La diputada local Brenda Ríos cuestionó en días recientes el uso de elementos policiales como escoltas de funcionarios y exigió transparencia sobre cuántos agentes están asignados a esas tareas, bajo qué criterios y con qué costo para el erario. Su postura abrió debate, pero también dejó ver una lectura reducida de un tema que va más allá de lo político: la protección de servidores públicos de alto nivel no puede analizarse únicamente como si fuera un privilegio personal.
La Constitución mexicana, en su artículo 1, establece que todas las autoridades tienen la obligación de promover, respetar, proteger y garantizar los derechos humanos. Esa obligación incluye la protección de la integridad de las personas cuando existe un riesgo real asociado a sus funciones. Además, el artículo 21 señala que la seguridad pública es una función del Estado y que las instituciones policiales de los tres órdenes de gobierno deben coordinarse para cumplir sus fines.
En el caso de Chihuahua, la Constitución local, en su artículo 93, faculta al titular del Ejecutivo estatal para organizar conforme a la ley las fuerzas de seguridad pública del Estado y mandarlas en jefe.
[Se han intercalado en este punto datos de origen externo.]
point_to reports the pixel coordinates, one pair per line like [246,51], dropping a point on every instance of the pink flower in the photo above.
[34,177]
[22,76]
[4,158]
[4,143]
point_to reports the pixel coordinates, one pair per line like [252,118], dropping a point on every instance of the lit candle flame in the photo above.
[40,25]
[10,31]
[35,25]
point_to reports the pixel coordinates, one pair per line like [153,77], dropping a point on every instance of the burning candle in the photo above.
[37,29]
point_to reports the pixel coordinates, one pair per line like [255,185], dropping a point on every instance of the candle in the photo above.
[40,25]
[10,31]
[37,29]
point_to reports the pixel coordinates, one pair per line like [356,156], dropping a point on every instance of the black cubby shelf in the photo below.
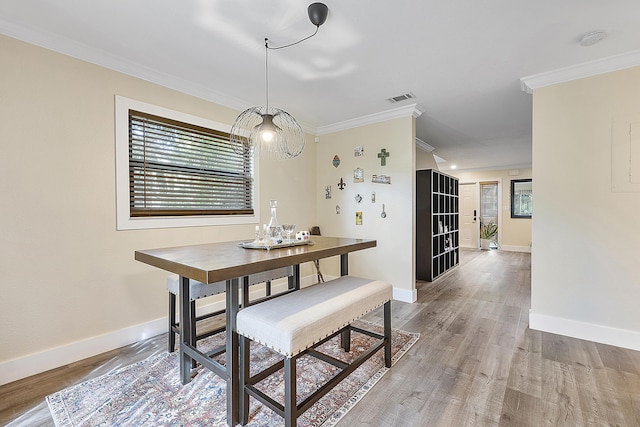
[437,224]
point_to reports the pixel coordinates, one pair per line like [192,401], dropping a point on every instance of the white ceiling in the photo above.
[463,60]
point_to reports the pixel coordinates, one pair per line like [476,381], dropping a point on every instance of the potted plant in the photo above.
[488,232]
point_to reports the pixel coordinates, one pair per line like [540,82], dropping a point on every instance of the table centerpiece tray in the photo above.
[284,244]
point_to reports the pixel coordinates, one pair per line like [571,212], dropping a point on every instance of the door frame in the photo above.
[502,207]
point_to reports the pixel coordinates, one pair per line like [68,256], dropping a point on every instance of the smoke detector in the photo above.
[592,38]
[402,97]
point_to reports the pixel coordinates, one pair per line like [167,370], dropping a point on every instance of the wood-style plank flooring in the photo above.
[476,364]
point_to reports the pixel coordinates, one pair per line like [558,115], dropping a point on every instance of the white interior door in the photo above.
[469,211]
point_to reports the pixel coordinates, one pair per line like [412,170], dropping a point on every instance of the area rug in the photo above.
[149,393]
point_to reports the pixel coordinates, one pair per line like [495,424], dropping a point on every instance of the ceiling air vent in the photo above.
[399,98]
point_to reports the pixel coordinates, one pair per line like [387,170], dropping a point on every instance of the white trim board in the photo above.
[36,363]
[587,69]
[585,331]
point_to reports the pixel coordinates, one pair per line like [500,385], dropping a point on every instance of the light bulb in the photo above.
[266,135]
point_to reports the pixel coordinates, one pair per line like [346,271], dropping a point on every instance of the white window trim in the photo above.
[123,219]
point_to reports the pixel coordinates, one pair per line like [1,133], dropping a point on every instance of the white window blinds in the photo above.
[178,169]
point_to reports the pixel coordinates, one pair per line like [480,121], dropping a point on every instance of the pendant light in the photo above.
[268,131]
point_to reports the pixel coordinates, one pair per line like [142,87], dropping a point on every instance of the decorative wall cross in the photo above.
[382,155]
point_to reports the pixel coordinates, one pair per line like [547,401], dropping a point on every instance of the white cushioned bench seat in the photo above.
[294,322]
[199,290]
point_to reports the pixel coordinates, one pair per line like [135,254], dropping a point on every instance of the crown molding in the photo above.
[412,110]
[105,59]
[424,146]
[586,69]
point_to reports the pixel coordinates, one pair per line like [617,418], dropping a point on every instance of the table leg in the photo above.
[294,281]
[232,355]
[344,264]
[185,330]
[345,336]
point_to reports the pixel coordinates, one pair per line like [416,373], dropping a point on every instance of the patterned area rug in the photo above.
[149,393]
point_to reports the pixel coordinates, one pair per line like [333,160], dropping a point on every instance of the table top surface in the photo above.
[213,262]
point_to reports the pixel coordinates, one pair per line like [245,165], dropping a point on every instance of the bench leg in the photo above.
[345,339]
[172,323]
[387,334]
[290,404]
[245,357]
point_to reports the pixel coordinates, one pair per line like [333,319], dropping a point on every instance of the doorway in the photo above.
[489,207]
[469,209]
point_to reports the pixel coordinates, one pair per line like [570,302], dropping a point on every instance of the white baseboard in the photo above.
[509,248]
[15,369]
[586,331]
[36,363]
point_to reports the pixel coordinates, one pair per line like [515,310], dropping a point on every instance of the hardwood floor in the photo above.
[476,363]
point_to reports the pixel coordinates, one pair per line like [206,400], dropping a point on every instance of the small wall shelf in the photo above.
[437,224]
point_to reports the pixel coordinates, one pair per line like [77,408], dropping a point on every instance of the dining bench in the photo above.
[296,324]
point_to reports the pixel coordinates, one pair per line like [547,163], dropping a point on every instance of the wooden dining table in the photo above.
[230,262]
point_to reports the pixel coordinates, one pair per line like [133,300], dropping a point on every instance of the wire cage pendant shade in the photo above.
[267,132]
[271,132]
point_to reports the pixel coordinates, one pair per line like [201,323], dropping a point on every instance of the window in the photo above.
[521,198]
[179,170]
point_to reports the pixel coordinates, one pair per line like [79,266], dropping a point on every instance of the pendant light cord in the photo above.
[294,43]
[266,60]
[266,72]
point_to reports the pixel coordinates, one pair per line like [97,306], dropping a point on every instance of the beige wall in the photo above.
[393,258]
[585,261]
[69,280]
[515,233]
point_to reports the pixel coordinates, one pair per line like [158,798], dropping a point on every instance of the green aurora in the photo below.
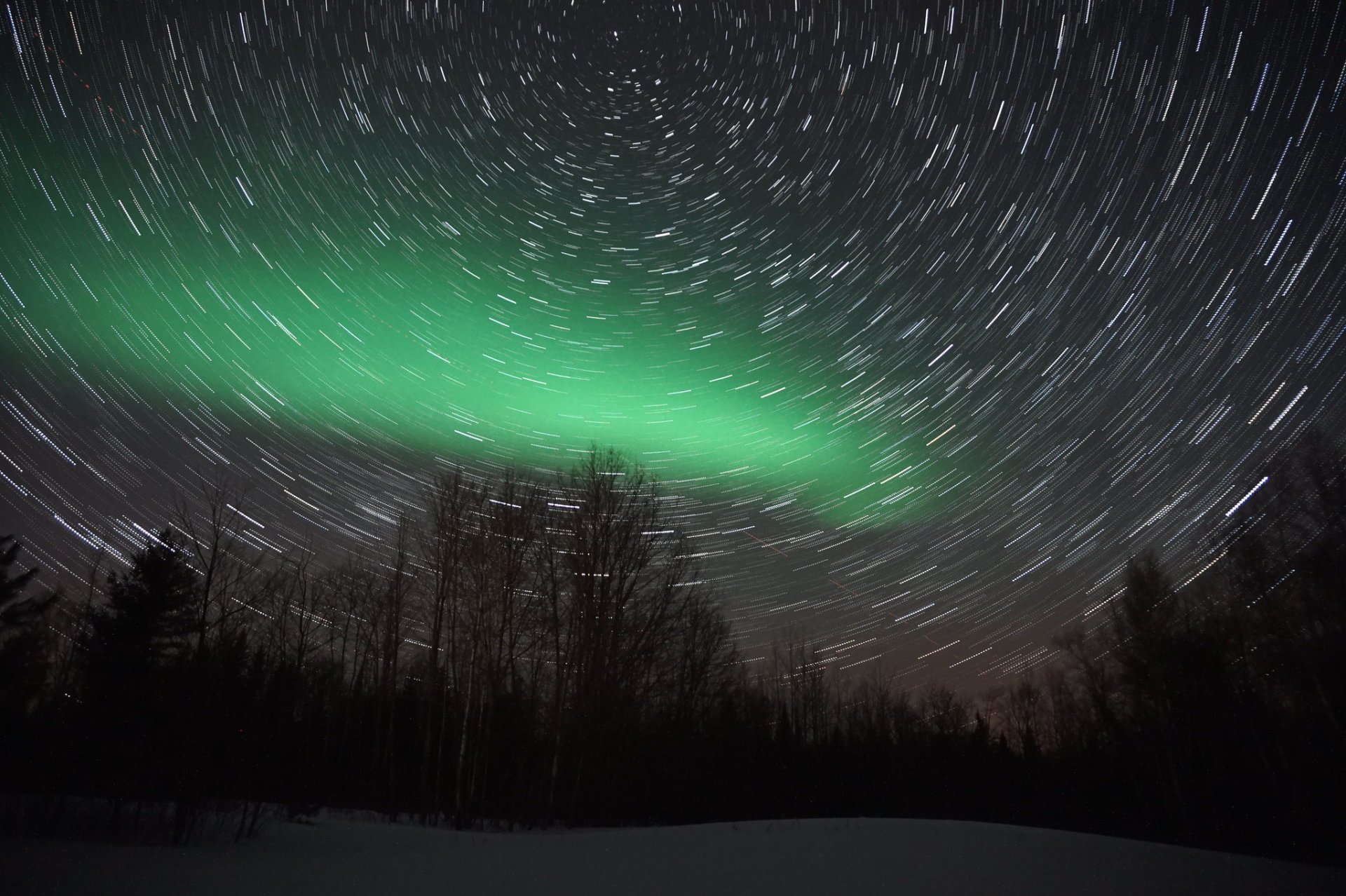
[450,327]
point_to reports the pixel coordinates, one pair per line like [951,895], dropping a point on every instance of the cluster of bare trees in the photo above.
[536,653]
[498,660]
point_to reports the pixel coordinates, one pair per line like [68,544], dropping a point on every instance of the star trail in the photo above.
[927,315]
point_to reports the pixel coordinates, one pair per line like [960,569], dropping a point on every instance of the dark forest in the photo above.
[535,653]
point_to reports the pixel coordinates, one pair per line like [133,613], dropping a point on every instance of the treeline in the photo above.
[535,653]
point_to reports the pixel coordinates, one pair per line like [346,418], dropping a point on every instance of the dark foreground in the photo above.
[812,856]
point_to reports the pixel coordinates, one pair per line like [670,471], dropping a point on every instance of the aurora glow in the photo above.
[945,307]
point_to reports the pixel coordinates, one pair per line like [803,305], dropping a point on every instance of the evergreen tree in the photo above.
[22,635]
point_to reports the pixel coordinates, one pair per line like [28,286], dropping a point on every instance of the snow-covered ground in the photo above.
[816,856]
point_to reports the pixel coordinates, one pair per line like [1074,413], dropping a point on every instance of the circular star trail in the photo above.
[927,315]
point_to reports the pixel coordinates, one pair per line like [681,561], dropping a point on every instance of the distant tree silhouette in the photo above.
[23,638]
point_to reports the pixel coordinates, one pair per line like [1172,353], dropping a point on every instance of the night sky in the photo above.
[927,315]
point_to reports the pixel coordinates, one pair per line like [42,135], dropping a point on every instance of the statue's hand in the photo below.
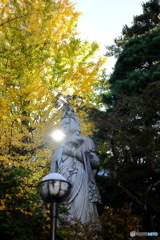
[76,141]
[72,152]
[67,150]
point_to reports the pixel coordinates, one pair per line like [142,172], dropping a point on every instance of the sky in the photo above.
[103,20]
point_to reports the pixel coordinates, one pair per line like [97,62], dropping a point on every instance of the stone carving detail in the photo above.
[74,159]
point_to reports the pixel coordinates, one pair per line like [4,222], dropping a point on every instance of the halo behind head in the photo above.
[68,112]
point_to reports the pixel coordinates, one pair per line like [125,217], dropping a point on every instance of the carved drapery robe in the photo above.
[83,197]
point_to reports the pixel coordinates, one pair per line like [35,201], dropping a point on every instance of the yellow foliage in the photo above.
[41,57]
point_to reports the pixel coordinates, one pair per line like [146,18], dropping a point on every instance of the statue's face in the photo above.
[68,125]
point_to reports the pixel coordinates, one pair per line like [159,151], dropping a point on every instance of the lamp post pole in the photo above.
[53,188]
[53,214]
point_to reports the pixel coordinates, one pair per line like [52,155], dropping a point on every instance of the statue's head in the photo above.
[70,121]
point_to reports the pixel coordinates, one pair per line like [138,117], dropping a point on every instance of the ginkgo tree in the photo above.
[41,57]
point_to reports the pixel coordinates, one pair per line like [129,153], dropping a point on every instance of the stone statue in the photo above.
[74,159]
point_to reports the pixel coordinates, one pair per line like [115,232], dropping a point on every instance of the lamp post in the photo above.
[53,188]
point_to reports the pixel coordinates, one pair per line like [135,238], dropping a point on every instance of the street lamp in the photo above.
[53,188]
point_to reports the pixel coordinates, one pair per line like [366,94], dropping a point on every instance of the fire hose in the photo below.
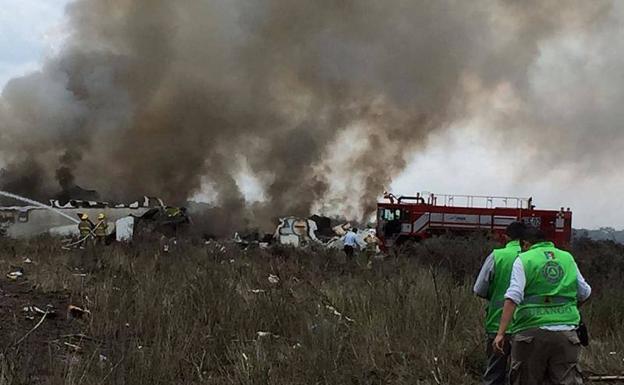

A ello se suma la Ley del Sistema Estatal de Seguridad Pública de Chihuahua, cuyo artículo 3, fracción VII, reconoce como parte de la seguridad pública la regulación de la seguridad en instalaciones estratégicas y en instituciones destinadas a preservar la integridad, estabilidad y permanencia del Estado.

Bajo esa lógica, el debate serio no debería centrarse en descalificar automáticamente cualquier esquema de protección oficial, sino en revisar si existe proporcionalidad, análisis de riesgo, criterios claros y control institucional. Pedir transparencia puede ser legítimo; sugerir que la seguridad de quienes encabezan funciones clave del Estado debe tratarse como un gasto opcional o puramente personal simplifica de más un asunto delicado.
Incluso en materia de transparencia, la ley reconoce límites. La Ley General de Transparencia y Acceso a la Información Pública, en su artículo 112, permite reservar información cuando su difusión pueda poner en riesgo la vida, seguridad o salud de una persona física, o comprometer la seguridad pública. Es decir, no toda información operativa sobre escoltas, rutas o esquemas de resguardo puede exponerse sin considerar riesgos.
En un contexto donde la seguridad sigue siendo una de las principales preocupaciones ciudadanas, reducir la protección de servidores públicos de alto nivel a una narrativa de “privilegios” puede sonar rentable en lo político, pero no necesariamente responsable en lo institucional. La discusión de fondo no es si debe existir protección, sino cómo se justifica, cómo se regula y bajo qué controles se mantiene.